Now, as I know the moment of Inertia about a diameter ($\frac{MR^2}{2}$) So the required moment of Inertia (say $I$) must be :
$ I+I = \frac{MR^2}{2}$ from perpendicular axes theorem, So, $I = \frac{Mr^2}{4}$.
Is my way of thinking correct in this case?
Answer
I don't think it works that way unfortunately.

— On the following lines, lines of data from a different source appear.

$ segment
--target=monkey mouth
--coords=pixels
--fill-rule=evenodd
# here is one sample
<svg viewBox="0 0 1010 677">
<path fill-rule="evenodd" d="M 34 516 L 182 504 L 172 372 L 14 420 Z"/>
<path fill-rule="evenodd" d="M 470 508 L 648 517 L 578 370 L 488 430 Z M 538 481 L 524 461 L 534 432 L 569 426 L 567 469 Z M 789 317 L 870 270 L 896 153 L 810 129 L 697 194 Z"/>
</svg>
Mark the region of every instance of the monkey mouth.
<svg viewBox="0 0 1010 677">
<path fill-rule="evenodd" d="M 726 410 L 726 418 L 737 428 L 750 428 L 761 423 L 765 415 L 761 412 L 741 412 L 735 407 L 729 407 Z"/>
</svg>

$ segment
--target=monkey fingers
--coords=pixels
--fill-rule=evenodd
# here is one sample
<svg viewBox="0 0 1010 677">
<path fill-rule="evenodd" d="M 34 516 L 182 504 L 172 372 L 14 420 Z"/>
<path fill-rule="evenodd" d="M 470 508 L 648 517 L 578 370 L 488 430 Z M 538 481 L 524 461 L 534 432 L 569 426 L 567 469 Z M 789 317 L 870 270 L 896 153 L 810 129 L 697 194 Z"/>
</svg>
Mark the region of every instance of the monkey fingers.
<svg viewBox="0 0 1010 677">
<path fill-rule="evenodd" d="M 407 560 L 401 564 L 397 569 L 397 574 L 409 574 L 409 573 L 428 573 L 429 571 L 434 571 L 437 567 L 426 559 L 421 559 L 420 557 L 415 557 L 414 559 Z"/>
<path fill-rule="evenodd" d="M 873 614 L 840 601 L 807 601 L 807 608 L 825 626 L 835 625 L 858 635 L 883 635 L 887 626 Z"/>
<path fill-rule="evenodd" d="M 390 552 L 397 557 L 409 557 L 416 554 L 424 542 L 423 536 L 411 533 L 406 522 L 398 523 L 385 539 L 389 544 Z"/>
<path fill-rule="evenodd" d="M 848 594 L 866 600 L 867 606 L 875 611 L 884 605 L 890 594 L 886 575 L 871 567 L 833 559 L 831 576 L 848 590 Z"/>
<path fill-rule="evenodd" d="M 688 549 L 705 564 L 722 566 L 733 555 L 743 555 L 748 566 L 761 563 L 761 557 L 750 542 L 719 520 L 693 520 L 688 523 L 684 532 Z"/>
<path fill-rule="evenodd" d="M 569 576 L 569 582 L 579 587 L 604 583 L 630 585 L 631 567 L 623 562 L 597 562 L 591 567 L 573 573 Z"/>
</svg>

Let me propose a more general approach: let $\hat{x}$, $\hat{y}$, $\hat{z}$ be the normal axes to the ring (two diameters and normal respectively), now let $\hat{x}'$, $\hat{y}'$, $\hat{z}'$ be the rotated axes. We want to compute $I_{z'}$. Now write down the change of co-ordinates matrix, which is simply a rotation about the $\hat{y}$ axis:
$$ \Lambda = \left[ \begin{matrix} \cos\theta && 0 && -\sin\theta \\ 0 && 1 && 0 \\ \sin\theta && 0 && \cos\theta \end{matrix} \right] $$
This matrix is such that $\vec{x}' = \Lambda \vec{x}$
Now we can easily build the inertial tensor for in the normal co-ordinates because it is diagonal:
$$ I = \left[ \begin{matrix} \frac{1}{2}MR^2 && 0 && 0 \\ 0 && \frac{1}{2}MR^2 && 0 \\ 0 && 0 && MR^2 \end{matrix} \right] $$
Now since I is a tensor, it transforms as a tensor, so in the new co-ordinates (the "prime" ones) it is given by $I'_{ij} = \Lambda_{ik}\Lambda_{jl} I_{kl} \rightarrow I' = \Lambda I \Lambda^T$. A simple calculation shows:
$$ I' = \left[ \begin{matrix} MR^2(\frac{\cos^2{\theta}}{2}+\sin^2{\theta}) && 0 && \frac{MR^2}{2}\cos{\theta}\sin{\theta} \\ 0 && \frac{MR^2}{2} && 0 \\ \frac{MR^2}{2}\cos{\theta}\sin{\theta} && 0 && MR^2(\frac{\sin^2{\theta}}{2}+\cos^2{\theta}) \end{matrix} \right] $$
So as you can see, when $\theta=\pi/4$ you have $I_{x'x'} = I_{z'z'} = \frac{3}{4}MR^2$.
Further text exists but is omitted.